Leflunomide (Arava tablets 10 mg, 20 mg and 100 mg) became available as an DMARDs agent in rheumatoid arthritis from 1998, is a effective imunosupersor similar to methotrexate, representing an alternative for unresponsive patients with rheumatoid arthritis at therapy with methotrexate or patients with methotrexate intolerance. The action of this drug is installed after 4-8 weeks. To achieve an optimal therapeutic concentrations is required a loading dose of 100 mg / day for 3 consecutive days, followed by a maintenance dose of 20 mg / day. Therapy monitoring is done by determining of complete blood cell counts and transaminases, every 2 weeks during the first month and then monthly.

Leflunomide

Inhibitors of tumor necrosis factor alpha used in rheumatoid arthritis are :

• Etanercept (Enbrel), a protein similar to a human monoclonal antibody that binds tumor necrosis factor alpha and inhibit its activity.

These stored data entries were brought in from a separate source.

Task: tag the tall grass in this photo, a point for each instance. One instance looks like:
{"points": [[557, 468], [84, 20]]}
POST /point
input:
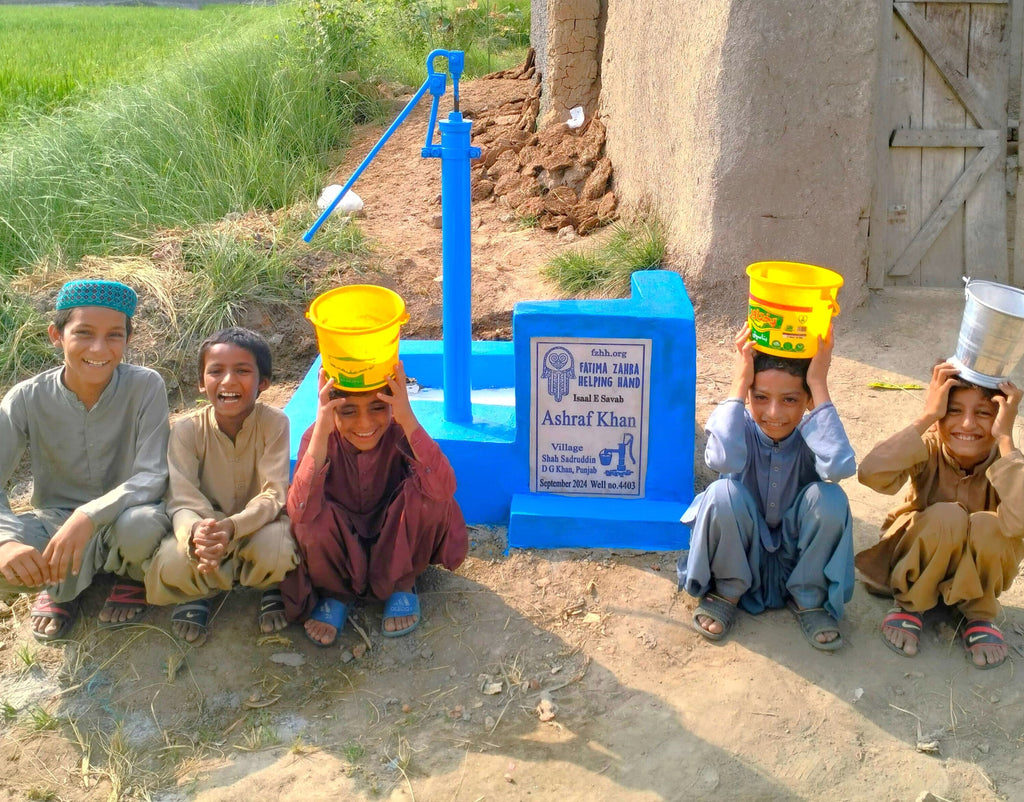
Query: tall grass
{"points": [[631, 247], [50, 55], [243, 124]]}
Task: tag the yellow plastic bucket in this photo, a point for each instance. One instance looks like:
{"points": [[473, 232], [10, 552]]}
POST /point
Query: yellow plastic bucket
{"points": [[357, 334], [791, 305]]}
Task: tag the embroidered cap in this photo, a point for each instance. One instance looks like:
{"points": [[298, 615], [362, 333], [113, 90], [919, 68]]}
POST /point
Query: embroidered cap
{"points": [[96, 292]]}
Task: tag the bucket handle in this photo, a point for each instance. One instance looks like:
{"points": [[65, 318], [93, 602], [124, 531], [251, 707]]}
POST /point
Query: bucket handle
{"points": [[826, 295]]}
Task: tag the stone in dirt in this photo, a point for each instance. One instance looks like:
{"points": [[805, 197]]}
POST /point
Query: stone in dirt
{"points": [[546, 709]]}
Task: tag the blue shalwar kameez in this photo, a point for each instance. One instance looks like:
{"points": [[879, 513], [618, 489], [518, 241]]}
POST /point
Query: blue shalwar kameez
{"points": [[774, 525]]}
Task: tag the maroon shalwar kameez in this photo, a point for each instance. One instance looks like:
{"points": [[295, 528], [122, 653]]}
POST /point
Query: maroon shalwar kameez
{"points": [[368, 523]]}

It is available in ampoules of 25 mg and is injected subcutaneously 2 times a week. Therapeutic effect will appear after 1-2 weeks of treatment.
• Infliximab (Remicade) is a genetically engineered monoclonal antibody that binds with high affinity and specificity the tumor necrosis factor alpha and inhibits it. In combination with methotrexate, inhibits the progression of disease in patients with moderate or severe rheumatoid arthritis who have inadequate or no response to methotrexate therapy. The first dose is 3 mg / kg, administered intravenously, followed by a dose of 3 mg / kg after 2 or 6 weeks after the first dose, then intravenous infusion every 8 weeks in combination with oral methotrexate for at least 1 year or as long as the disease is active.

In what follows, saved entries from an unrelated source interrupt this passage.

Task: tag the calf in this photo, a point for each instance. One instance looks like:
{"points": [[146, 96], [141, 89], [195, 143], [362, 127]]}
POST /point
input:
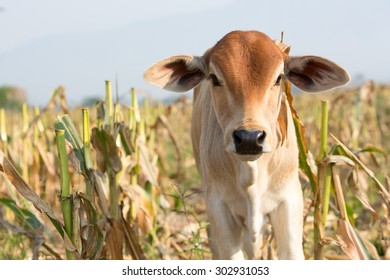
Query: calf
{"points": [[244, 139]]}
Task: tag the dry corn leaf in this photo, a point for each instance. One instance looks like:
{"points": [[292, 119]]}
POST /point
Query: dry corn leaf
{"points": [[359, 194], [107, 153], [131, 239], [114, 239], [385, 194], [352, 245], [25, 190]]}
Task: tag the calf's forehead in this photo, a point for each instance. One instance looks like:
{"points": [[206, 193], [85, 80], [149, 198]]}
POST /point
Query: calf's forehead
{"points": [[247, 57]]}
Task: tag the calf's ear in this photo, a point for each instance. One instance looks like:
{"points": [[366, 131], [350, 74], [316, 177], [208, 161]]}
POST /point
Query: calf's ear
{"points": [[314, 74], [177, 73]]}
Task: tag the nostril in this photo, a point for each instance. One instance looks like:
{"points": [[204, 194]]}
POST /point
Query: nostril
{"points": [[261, 137], [237, 138]]}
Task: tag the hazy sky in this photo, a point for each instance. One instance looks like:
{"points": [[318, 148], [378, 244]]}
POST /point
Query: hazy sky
{"points": [[81, 43]]}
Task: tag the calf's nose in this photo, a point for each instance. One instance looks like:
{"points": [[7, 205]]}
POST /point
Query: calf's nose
{"points": [[249, 141]]}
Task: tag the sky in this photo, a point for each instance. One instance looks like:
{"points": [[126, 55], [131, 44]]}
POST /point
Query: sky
{"points": [[81, 43]]}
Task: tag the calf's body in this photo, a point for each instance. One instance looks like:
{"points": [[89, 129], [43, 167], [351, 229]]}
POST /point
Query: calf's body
{"points": [[244, 139]]}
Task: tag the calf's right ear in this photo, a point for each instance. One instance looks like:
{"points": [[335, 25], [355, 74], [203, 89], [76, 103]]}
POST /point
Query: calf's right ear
{"points": [[177, 73]]}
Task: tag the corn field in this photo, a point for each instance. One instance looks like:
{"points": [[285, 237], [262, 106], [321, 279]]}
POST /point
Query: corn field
{"points": [[118, 181]]}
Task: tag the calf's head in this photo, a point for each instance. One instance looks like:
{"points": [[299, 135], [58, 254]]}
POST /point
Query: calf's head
{"points": [[243, 74]]}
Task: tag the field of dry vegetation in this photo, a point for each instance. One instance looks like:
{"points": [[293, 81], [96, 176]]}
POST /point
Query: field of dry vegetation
{"points": [[118, 181]]}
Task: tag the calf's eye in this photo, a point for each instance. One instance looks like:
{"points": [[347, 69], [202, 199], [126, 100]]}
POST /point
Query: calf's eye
{"points": [[278, 80], [214, 80]]}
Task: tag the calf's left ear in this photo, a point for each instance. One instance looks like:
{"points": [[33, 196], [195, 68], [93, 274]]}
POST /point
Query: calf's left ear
{"points": [[314, 74]]}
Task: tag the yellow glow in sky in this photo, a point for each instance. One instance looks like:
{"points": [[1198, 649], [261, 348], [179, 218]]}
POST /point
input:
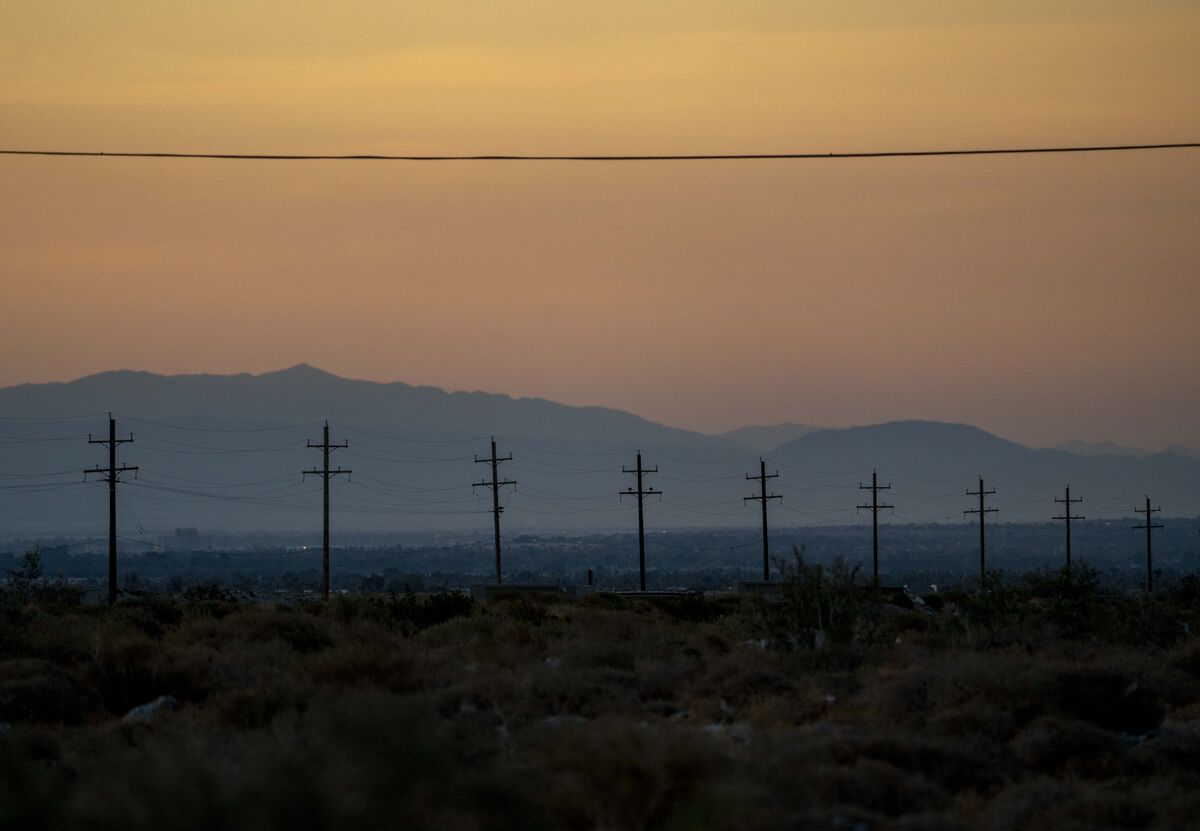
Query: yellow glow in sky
{"points": [[1044, 298]]}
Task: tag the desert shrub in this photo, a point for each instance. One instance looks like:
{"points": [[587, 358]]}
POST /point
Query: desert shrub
{"points": [[378, 664], [520, 608], [1147, 620], [1053, 745], [124, 668], [1108, 698], [694, 608], [817, 608], [303, 633], [150, 614], [1075, 607], [408, 611], [613, 773], [37, 691], [27, 584], [995, 615], [439, 608]]}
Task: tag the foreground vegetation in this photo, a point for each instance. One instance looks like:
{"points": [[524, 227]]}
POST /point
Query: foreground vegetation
{"points": [[1037, 704]]}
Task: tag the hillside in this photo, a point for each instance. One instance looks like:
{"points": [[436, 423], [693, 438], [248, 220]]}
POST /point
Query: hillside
{"points": [[227, 453]]}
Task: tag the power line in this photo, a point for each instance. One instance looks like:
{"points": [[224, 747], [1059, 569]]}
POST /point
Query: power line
{"points": [[619, 157], [495, 484], [641, 492], [763, 497], [1067, 502], [325, 473], [875, 508], [1149, 525], [112, 476], [982, 512]]}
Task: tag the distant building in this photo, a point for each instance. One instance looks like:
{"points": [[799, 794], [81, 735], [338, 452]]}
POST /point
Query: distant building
{"points": [[187, 539]]}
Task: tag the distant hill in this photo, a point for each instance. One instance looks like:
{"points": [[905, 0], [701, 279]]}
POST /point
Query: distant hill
{"points": [[304, 393], [1101, 449], [227, 453], [931, 465], [763, 438]]}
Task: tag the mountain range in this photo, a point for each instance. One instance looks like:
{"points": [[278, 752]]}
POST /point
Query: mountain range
{"points": [[228, 453]]}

Other chemotherapy medication use in rheumatoid arthritis: azathioprine, phosphamide, cyclosporin A, in normal doses are used for patients with aggressive forms of rheumatoid arthritis or forms of rheumatoid arthritis with extra-articular manifestations such as systemic vasculitis.

Infliximab

Maintain or restore the  morphological and functional integrity of the joints:

Synovial destruction, chemical with morurat or isotopic with lithium salts, by intra-articular injections, have very limited indications (one joint which is rebellious to medication).

Surgical procedures in rheumatoid arthritis can be practiced early in the disease or in advanced forms of disease.

When a few joints are interested with major synovial proliferation, synovial destruction is recommended, the procedure will improve the local and general condition. Splenectomy is recommended in rheumatoid arthritis associated with splenomegaly (Felty’s syndrome). In very advanced stages of rheumatoid arthritis, when there are major joint damage, orthopedic surgery can correct them by prostheses use.

In rheumatoid arthritis defined by clinical criteria of American College of Rehumatology, treatment is differentiated according to clinical form and stage of the disease. Obtaining a favorable response to one drug requires to continue the therapy, while inadequate response require the addition of other drugs.